JP6209768B2 - Vehicle body structure - Google Patents

Description

  The present invention relates to a vehicle body structure for dipping a vehicle body in paint in a paint reservoir and performing electrodeposition coating on the body.

  A technique related to a vehicle body structure is described in Patent Document 1. As shown in FIG. 9, the body of the passenger car described in Patent Document 1 includes a cowl panel 101 and a dash panel 102 that partition the engine room ER and the vehicle compartment R. As shown in FIG. 10, a lower end flange portion 101 f is formed at the lower end of the cowl panel 101, and an upper end flange portion 102 f is formed at the upper end of the dash panel 102. The lower end flange portion 101f of the cowl panel 101 is overlapped with the upper end flange portion 102f of the dash panel 102 from above and is partially joined. Further, as shown in FIG. 10, a gap-shaped through hole 104 is formed between the mating surfaces of the lower end flange portion 101f of the cowl panel 101 and the upper end flange portion 102f of the dash panel 102 so as to extend in the front-rear direction. Yes. For this reason, when the body of the passenger car is immersed in the paint in the paint reservoir tank, the air remaining in the corners K and the like of the dash panel 102 changes the posture of the body almost horizontally in the paint so that the cowl panel 101 and the through-hole 104 of the dash panel 102 come out upward.

JP 2006-327275 A

  However, in the above-described body structure of a passenger car, as shown in FIG. 10, the air remaining in the corner portion K of the dash panel 102 is guided forward along the horizontal portion of the dash panel 102, so that the cowl panel 101 and the dash panel It is the structure which escapes from the through-hole 104 of 102 to back upper direction.

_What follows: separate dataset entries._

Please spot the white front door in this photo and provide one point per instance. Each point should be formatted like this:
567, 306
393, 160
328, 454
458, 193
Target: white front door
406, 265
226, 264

Here, in the opening portions of the through holes 104 of the cowl panel 101 and the dash panel 102, there is no portion where air can be stored. For this reason, the air guided forward along the horizontal portion of the dash panel 102 may pass through the through-hole 104 and be accumulated below the front portion of the cowl panel 101. In the case of electrodeposition coating, the portion where the air is accumulated becomes a poor coating and causes rust.

  The present invention has been made to solve the above-mentioned problems, and the problem to be solved by the present invention is to eliminate coating defects due to air accumulation in the body in electrodeposition coating.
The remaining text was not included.